12歳未満でテレビやコンピュータのようなデジタル機器を使用することが、子どもの脳の発達に長期的に影響を及ぼすという研究結果が出た。
香港教育大学の研究チームは、子どものデジタル経験が脳に及ぼす影響を研究した論文33本を分析し、このような結果を得たと発表した。この研究は、国際学術誌「Early Education and Development」に掲載された。
研究チームは、2000年1月から2023年4月にかけて発表された研究において、6カ月以上12歳未満の子どもおよそ3万人を対象に、デジタル機器の使用と脳の発達における関連性を分析した。研究の参加者たちは、スクリーンを基盤とするメディア、ゲーム、仮想視覚装置、ビデオ視聴・編集、インターネット・パッドの順で、デジタル機器を多く使用していることが分かった。
分析の結果、デジタル経験は子どもの前頭葉、頭頂葉、側頭葉、後頭葉などに影響を与え、脳に構造的・機能的変化を及ぼすことが分かった。デジタル経験が脳の全般的な発達に変化を引き起こすというわけだ。特に記憶力、思考力や実行機能を担当する前頭葉に対する影響が最も大きかった。研究チームは、乳幼児・児童期のデジタル経験が子どもたちの脳の発達に肯定的かもしれないし、否定的かもしれないと主張。
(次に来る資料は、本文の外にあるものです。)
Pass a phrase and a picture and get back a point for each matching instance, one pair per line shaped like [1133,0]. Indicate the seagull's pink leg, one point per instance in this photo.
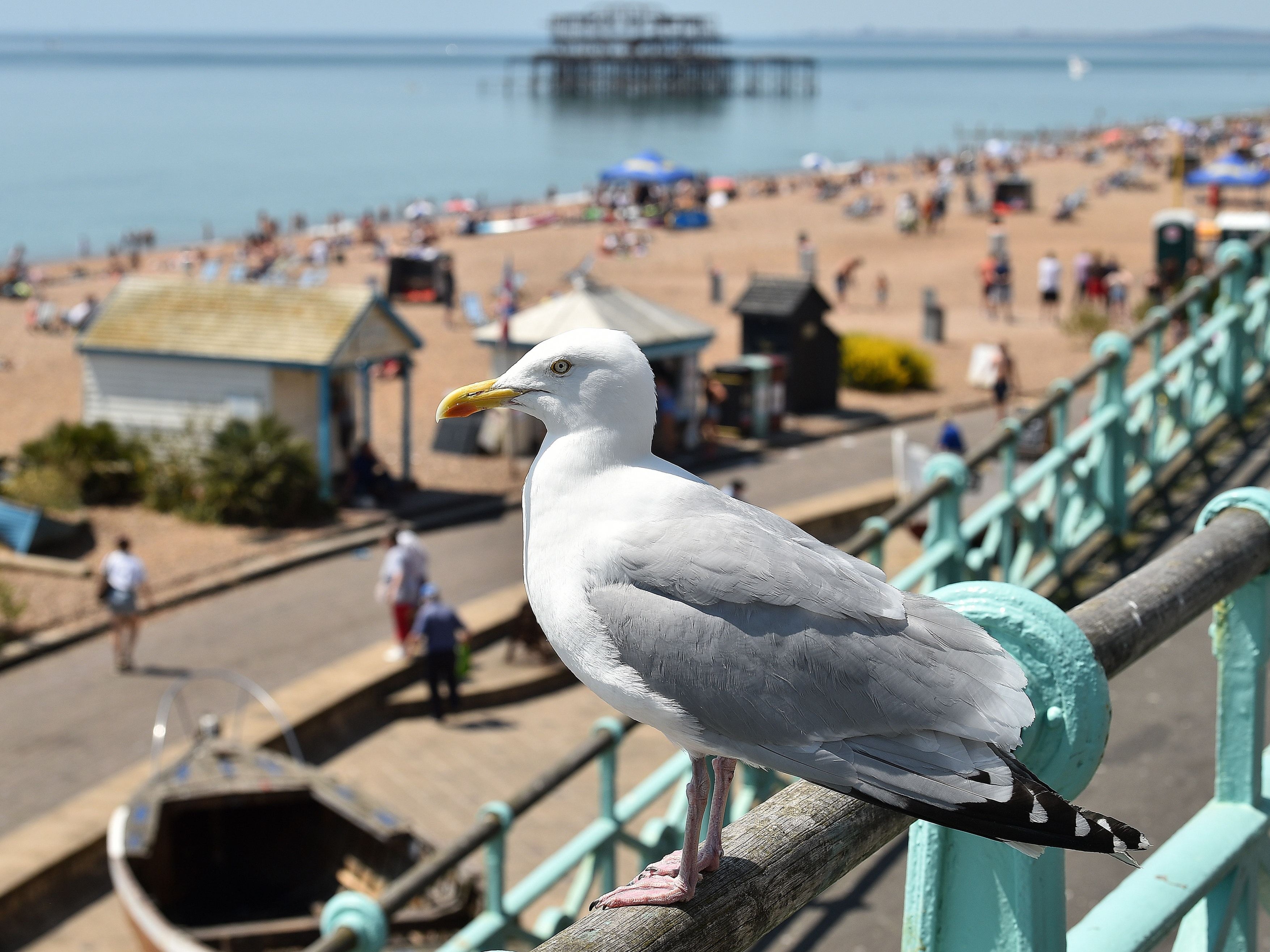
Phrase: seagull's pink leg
[713,851]
[667,890]
[710,855]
ただし、主に否定的な影響の方が大きいとみられるという。
研究チームは「教育者や親たちはデジタル経験が子どもの脳の発達に及ぼす潜在的な影響を認識し、子どものデジタル使用に対する適切な指針、仲裁および支援を提供しなければならない」とした上で「子どもたちの画面仕様時間を制限することは効果的だが、対立的な方法なので、より革新的で親しみがあり、実用的な戦略が必要だ」と主張している。